I used to be funny. My two-year-old daughter thinks I still am. I met my wife, actor, and writer Jessica St. Clair, doing improv comedy in our much younger days. My plays are often perceived as heavy or serious, and they are, but you can’t tell a human story without humor. Life is tragic and profound and beautiful and boring, and it’s also absurd and hilarious and silly—I hope my plays convey some of that.
You also write poetry and have written a libretto for an Opera. How does your experience working with other forms of art influence your work as a playwright?
I’m most inspired by work outside the genres in which I’m writing. I’m not sure why. Perhaps it’s simply reaching one’s forties and feeling jaded about one’s own forms, looking outside for inspiration, but I’ve felt rejuvenated by my recent collaborations with composers like Jonathan Berger and artists like Tom De Freston, who is a Brit creating paintings in response to my new poetry collection, New Life. The plan is then to see how his paintings will influence the composition of my play about Syria and Hollywood.
I’m a fairly obsessive sort: my subjects tend to get worked out over various projects, in various genres, with the boundaries between these genres inevitably, purposefully blurred. I’ve been told I write poems like a playwright, and plays like a poet, and that’s mostly okay with me.
You have taught playwriting at Princeton University and a number of other places.

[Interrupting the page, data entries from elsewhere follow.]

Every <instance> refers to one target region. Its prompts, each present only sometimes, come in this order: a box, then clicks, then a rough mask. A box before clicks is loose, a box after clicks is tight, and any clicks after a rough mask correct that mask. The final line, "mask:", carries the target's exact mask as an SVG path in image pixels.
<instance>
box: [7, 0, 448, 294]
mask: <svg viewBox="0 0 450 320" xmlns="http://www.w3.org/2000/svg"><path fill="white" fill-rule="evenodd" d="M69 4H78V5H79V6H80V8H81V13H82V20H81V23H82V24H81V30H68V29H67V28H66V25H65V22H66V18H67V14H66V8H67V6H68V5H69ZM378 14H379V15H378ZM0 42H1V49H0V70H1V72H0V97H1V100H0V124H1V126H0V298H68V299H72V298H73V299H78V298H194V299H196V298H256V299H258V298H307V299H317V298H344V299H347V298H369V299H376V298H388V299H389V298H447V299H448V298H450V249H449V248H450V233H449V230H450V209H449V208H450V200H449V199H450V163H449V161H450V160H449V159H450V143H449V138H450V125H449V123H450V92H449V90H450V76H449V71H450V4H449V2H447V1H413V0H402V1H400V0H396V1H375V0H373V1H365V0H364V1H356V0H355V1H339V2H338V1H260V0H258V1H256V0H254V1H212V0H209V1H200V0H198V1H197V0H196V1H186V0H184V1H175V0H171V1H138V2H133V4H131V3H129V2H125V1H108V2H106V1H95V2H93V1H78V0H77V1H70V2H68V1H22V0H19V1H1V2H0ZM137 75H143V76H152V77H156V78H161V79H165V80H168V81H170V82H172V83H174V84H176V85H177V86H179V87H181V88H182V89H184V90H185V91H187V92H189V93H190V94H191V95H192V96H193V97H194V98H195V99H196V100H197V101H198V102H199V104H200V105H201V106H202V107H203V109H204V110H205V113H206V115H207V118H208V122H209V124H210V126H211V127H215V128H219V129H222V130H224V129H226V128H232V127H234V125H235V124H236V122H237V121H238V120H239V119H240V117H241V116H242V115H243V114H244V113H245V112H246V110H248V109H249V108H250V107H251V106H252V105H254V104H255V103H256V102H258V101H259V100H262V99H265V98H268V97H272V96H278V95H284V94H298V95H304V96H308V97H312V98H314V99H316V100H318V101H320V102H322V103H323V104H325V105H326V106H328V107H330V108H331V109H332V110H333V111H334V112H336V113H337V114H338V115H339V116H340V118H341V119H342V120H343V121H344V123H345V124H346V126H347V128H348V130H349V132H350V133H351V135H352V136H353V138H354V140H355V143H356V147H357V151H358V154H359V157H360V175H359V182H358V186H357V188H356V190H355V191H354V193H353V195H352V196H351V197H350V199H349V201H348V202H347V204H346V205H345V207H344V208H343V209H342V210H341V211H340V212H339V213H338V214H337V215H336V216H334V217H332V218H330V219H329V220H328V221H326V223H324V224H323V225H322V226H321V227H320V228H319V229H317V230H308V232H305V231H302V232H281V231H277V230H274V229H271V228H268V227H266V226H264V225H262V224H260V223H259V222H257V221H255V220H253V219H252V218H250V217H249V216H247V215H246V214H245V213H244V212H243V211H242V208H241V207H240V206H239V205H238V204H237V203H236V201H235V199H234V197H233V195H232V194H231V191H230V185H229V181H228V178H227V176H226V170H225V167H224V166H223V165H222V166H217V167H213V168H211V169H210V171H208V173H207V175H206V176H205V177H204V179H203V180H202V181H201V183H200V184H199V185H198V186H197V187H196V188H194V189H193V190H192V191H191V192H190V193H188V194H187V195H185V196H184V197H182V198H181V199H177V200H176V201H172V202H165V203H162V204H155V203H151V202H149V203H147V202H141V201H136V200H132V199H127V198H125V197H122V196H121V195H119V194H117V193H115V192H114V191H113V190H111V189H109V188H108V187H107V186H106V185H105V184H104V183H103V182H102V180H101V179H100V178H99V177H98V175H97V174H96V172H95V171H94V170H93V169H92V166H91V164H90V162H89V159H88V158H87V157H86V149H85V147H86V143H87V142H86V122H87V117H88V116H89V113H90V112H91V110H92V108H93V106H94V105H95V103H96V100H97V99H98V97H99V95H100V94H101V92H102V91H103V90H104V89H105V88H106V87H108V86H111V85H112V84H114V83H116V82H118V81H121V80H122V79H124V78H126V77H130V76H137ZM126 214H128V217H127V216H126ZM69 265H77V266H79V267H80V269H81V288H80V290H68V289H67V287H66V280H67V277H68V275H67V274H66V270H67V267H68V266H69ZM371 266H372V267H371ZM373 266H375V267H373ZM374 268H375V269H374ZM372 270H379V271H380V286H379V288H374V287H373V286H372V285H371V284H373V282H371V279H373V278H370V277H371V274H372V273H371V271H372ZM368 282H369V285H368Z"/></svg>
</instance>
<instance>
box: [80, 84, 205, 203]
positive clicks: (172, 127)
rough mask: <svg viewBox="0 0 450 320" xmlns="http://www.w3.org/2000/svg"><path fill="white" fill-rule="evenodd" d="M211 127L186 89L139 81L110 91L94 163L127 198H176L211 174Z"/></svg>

How does your work as a teacher influence your work as an artist?
I have loved teaching—the ambition and optimism of new writers can be a kind of stimulant for a teacher. I’ve always tried to find a balance, however, between my own time to write and my time to teach. I’ve been selfish this way, and luckily I haven’t felt forced, economically speaking, into teaching any more than I’ve wanted to. For the past eight years, I’ve only taught for twelve days at the Sewanee Writers’ Conference in Sewanee, Tennessee. And Sewanee in and of itself has been an enormous influence for me, personally and artistically. Spending time with gifted poets and fiction writers (in addition to playwrights) has only enriched my sense of myself as a writer first and a genre-specific writer second.

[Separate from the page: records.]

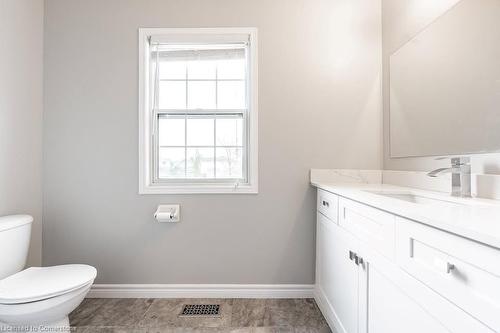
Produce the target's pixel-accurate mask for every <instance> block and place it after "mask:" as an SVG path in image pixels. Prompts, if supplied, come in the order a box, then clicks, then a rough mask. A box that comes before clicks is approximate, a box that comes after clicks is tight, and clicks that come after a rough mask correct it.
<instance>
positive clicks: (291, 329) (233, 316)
mask: <svg viewBox="0 0 500 333" xmlns="http://www.w3.org/2000/svg"><path fill="white" fill-rule="evenodd" d="M184 304H221V316H220V317H212V318H203V317H191V318H188V317H179V316H178V315H179V313H180V312H181V309H182V307H183V305H184ZM70 322H71V326H72V327H74V331H73V332H77V333H82V332H84V333H90V332H99V333H108V332H109V333H129V332H137V333H147V332H151V333H156V332H158V333H160V332H161V333H163V332H165V333H170V332H172V333H181V332H186V333H201V332H207V333H209V332H214V333H215V332H235V333H271V332H283V333H285V332H286V333H288V332H290V333H299V332H300V333H327V332H331V331H330V329H329V328H328V325H327V323H326V321H325V319H324V318H323V316H322V315H321V312H320V311H319V309H318V307H317V305H316V303H315V302H314V300H313V299H134V298H128V299H126V298H124V299H102V298H94V299H90V298H89V299H85V300H84V301H83V303H82V304H81V305H80V306H79V307H78V308H77V309H76V310H75V311H73V313H72V314H71V315H70Z"/></svg>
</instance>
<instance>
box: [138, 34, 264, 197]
mask: <svg viewBox="0 0 500 333" xmlns="http://www.w3.org/2000/svg"><path fill="white" fill-rule="evenodd" d="M256 43H257V36H256V29H254V28H210V29H139V76H140V77H139V81H140V82H139V127H140V128H139V129H140V137H139V171H140V175H139V193H144V194H146V193H257V164H258V163H257V59H256V57H257V53H256V50H257V45H256Z"/></svg>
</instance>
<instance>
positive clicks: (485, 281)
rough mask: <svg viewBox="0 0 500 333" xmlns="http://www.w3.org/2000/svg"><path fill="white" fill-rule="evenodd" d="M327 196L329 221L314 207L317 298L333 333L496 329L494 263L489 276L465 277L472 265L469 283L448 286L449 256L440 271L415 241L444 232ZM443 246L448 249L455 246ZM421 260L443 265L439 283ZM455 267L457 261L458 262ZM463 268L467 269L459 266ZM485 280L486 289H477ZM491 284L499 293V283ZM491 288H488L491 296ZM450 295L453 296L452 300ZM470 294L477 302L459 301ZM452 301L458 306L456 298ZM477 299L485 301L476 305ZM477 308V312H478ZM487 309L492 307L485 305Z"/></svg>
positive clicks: (474, 331)
mask: <svg viewBox="0 0 500 333" xmlns="http://www.w3.org/2000/svg"><path fill="white" fill-rule="evenodd" d="M318 192H319V193H318V198H320V197H325V194H324V193H321V192H325V191H323V190H318ZM328 195H329V198H330V200H333V202H335V203H336V204H335V206H336V207H337V208H338V214H333V213H332V211H331V210H329V215H330V216H333V217H336V219H335V218H334V219H331V218H329V217H328V216H326V215H324V213H323V212H324V210H323V212H322V211H321V210H319V209H318V212H317V229H316V232H317V237H316V240H317V243H316V252H317V253H316V286H315V298H316V301H317V303H318V306H319V307H320V309H321V311H322V313H323V314H324V316H325V318H326V319H327V321H328V322H329V324H330V325H331V326H332V327H334V328H335V330H336V331H338V332H339V333H391V332H394V333H400V332H405V333H412V332H415V333H417V332H418V333H421V332H429V333H441V332H459V333H471V332H474V333H482V332H485V333H486V332H490V333H491V332H498V328H499V327H498V326H495V325H497V322H495V317H496V316H495V314H498V313H500V312H498V311H497V309H498V308H497V307H496V306H497V305H498V303H497V302H498V299H500V298H499V295H498V293H497V292H498V290H497V289H496V288H495V287H492V285H491V279H493V278H494V277H495V274H496V273H498V272H497V271H496V268H498V262H499V261H497V262H496V263H495V264H490V265H489V266H488V267H489V271H490V273H489V274H490V275H484V274H483V275H481V274H479V273H478V272H475V271H474V273H475V274H474V275H472V273H470V274H469V270H470V269H471V268H469V267H468V268H467V269H469V270H468V271H467V274H469V275H468V276H469V277H471V279H472V278H474V281H471V282H470V283H469V285H467V284H464V283H463V281H462V284H461V285H460V284H459V282H458V281H455V282H453V281H449V282H450V284H449V285H448V286H446V279H447V278H448V277H447V276H445V275H448V273H446V263H447V260H448V259H449V257H446V258H441V259H442V260H441V261H442V262H443V264H442V265H445V266H441V265H440V264H436V263H437V262H439V261H435V260H434V258H433V257H432V254H428V251H430V250H429V249H427V252H425V251H426V249H424V250H422V245H421V244H420V243H425V242H427V243H429V242H430V241H429V239H428V238H426V237H423V234H420V232H422V233H424V234H425V232H426V230H427V229H428V231H429V232H430V233H433V232H436V231H437V232H439V233H441V231H438V230H436V229H433V228H431V227H427V226H424V225H422V224H419V223H416V222H413V221H409V220H404V219H401V218H399V217H396V216H394V215H392V214H389V213H387V212H384V211H381V210H378V209H376V208H374V207H370V206H366V205H364V204H362V203H359V202H355V201H353V200H350V199H347V198H343V197H340V196H336V195H335V194H333V193H329V194H328ZM320 204H322V202H318V206H319V205H320ZM413 226H416V227H415V228H416V229H414V228H413ZM417 229H418V230H417ZM443 233H444V234H445V235H444V236H446V237H452V238H451V239H456V238H459V240H460V241H463V240H464V239H462V238H460V237H458V236H455V235H451V234H448V233H445V232H443ZM441 236H443V235H441ZM434 237H436V236H434ZM451 239H449V240H446V241H445V240H444V239H439V238H433V240H434V241H436V242H437V243H433V242H431V243H432V244H429V246H432V248H433V249H436V248H439V246H441V247H442V246H445V244H446V246H453V242H452V241H451ZM412 240H413V241H414V242H416V241H418V242H419V243H418V244H419V245H418V246H417V245H415V244H416V243H413V245H412ZM467 242H468V241H467ZM469 245H470V246H474V245H478V246H482V245H480V244H469ZM446 249H448V251H451V252H453V248H446ZM443 250H444V249H443ZM476 250H477V249H476ZM483 250H484V249H483ZM491 250H492V251H494V252H492V253H495V254H496V253H498V252H497V251H496V250H493V249H491ZM417 251H418V256H416V254H417ZM484 251H486V250H484ZM431 252H432V251H431ZM443 252H444V251H443ZM462 252H463V253H464V255H465V253H473V251H472V252H471V249H470V248H467V247H465V248H464V249H463V251H462ZM488 253H489V252H488ZM492 253H489V254H490V255H491V254H492ZM482 254H483V255H484V253H482ZM457 255H458V254H457ZM409 258H412V259H409ZM489 259H491V257H490V258H489ZM426 260H430V261H431V262H432V263H434V264H436V265H438V266H439V268H443V267H444V269H445V272H444V273H443V272H440V274H442V276H440V278H439V279H438V278H436V277H432V274H431V273H429V272H426V271H425V269H428V268H425V267H427V266H428V265H431V266H432V264H429V263H428V262H426ZM453 262H455V263H458V261H456V260H455V261H453ZM420 265H423V266H425V267H420ZM461 267H465V266H462V264H461ZM464 269H465V268H464ZM429 274H431V275H429ZM455 274H456V272H455ZM455 278H458V276H455ZM436 279H437V280H438V281H439V283H438V282H436ZM487 279H490V280H487ZM488 281H489V282H490V284H485V285H482V284H481V283H487V282H488ZM495 286H497V288H498V286H499V284H498V283H497V284H496V285H495ZM460 288H462V289H460ZM440 289H441V291H440ZM488 290H490V291H491V293H490V294H488ZM454 292H456V293H457V295H454V296H453V293H454ZM458 295H460V296H458ZM467 295H469V296H467ZM471 295H476V296H477V297H476V298H477V299H476V302H475V303H474V302H472V303H470V304H468V303H467V302H463V303H462V302H461V300H467V301H468V300H471V299H472V297H473V296H471ZM454 297H455V299H456V301H453V299H454ZM481 301H482V302H483V304H479V303H478V302H481ZM478 304H479V310H475V309H476V308H475V306H477V305H478ZM486 304H490V306H489V308H488V307H487V305H486ZM481 309H486V311H483V310H481ZM495 311H496V312H495ZM480 318H483V320H481V319H480ZM478 319H479V320H478ZM491 327H493V328H491ZM495 328H496V329H495Z"/></svg>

It’s obvious, but the writing life can be quite lonely if not at times dispiriting, and, while usually, I enjoy the solitude, teaching can balance things out a bit. It’s nice to see other human beings once in a while, other than the Trader Joe’s clerk, the check-in folks at my gym, or my neighbors as they’re walking their dogs, too.
That said, I feel I’ve written better while teaching less. Against my better intentions, over a decade of teaching in the early aughts, I started to feel hemmed in creatively by my own ideas about what a play should or shouldn’t be. I now feel freer to write strangely, idiosyncratically, to take greater risks in style and subject. Leaving New York City in late 2007 coincided with my departure from full-time teaching, and I’ve enjoyed this remove from NYC theatre as well. I love returning for visits, don’t get me wrong, but the distance, the isolation, has been a good thing for me.
What does the future look like for you?
I’ll be busy trying to write the commissions I mentioned and traveling to take part, as much as I can, with the various productions of The Body of an American.
And I continue to write poems, as well as a prose memoir of my childhood that maybe in a year, or ten, will feel something close to finished.